Written by Michael Reckord for Jamaica Gleaner on no date provided

RALPH THOMPSON, C.D., has described his long narrative poem, View From Mount Diablo, as a 'scream'. It is a scream which is restrained only by the tight verse form in which the poem is written. Otherwise, the scream would have been 'hysterical'.

The poem has been published by Peepal Tree Press in the form of a book which was launched at Terra Nova Hotel last week Sunday. Thompson’s comments were made after the ceremony to a handful of lingering guests.

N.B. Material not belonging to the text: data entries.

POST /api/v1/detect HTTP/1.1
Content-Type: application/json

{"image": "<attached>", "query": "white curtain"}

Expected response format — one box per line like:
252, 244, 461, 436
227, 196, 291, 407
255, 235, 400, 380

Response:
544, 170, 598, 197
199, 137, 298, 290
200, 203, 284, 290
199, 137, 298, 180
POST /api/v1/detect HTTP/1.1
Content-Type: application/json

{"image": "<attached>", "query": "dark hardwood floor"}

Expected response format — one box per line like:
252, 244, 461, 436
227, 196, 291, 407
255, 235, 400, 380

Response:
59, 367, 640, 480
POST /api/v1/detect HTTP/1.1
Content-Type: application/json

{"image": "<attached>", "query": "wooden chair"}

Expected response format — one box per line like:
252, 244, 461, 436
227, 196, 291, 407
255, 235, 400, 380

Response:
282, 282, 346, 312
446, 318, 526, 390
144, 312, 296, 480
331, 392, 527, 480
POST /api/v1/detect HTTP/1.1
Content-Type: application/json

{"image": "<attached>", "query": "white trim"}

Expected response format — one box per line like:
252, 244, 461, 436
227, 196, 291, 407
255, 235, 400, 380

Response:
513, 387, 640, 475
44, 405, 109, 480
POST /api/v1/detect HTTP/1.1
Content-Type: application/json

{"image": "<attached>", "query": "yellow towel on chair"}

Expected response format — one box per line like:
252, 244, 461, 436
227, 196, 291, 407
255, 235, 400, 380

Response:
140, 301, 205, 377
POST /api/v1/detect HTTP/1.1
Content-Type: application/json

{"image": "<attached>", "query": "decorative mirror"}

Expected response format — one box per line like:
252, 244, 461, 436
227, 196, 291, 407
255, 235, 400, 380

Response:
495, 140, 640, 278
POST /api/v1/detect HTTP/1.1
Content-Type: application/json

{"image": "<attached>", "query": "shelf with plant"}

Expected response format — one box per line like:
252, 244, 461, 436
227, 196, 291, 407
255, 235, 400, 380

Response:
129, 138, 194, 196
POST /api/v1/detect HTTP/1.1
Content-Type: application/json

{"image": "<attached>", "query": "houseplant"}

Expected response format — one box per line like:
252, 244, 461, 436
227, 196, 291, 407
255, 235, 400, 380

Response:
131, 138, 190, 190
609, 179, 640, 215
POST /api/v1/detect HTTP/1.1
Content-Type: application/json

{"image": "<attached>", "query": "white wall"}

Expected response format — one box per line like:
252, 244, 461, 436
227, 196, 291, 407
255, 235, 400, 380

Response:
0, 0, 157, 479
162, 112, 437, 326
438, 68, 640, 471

Earlier, the main speaker, poet Wayne Brown, referred to Thompson’s pessimistic voice in the poem, saying that the writer shared that life view (in the poem), with Nobel laureate V.S. Naipaul. Brown also compared Thompson’s poetic imagery with that of William Wordsworth and Derek Walcott.
Brown described the work as 'a story in verse of modern Jamaica,' a story which coincides with the author’s own life. He quoted Louis Simpson, a Jamaican-American Pulitzer Prize-winning poet as saying the work 'lifts Jamaican poetry to a level that has not been attempted before.'

In the book’s cover notes, Simpson continues: 'The poetry is strong, imaginative, fascinating in detail. It describes terrible things with understatement, yet with compassion...This is narrative poetry at its best.'

Also in the cover notes is the information that the poem, about 'the transformation of Jamaica from a sleepy colonial society to a post-colonial nation where political corruption, armed gangs, drug wars, and an avenging police and army have made life hell,' won the 2001 Jamaican National Literary Award, and that Thompson’s previous books of poetry were The Denting of a Wave and Moving On.

Toward the end of the ceremony held a specially mounted air-conditioned tent on the hotel’s grounds, Thompson addressed the audience. His talk comprised some of his poems, the Prologue to his new book, and reminiscences of his childhood. Thompson is a businessman. painter and occasional newspaper commentator on education and culture.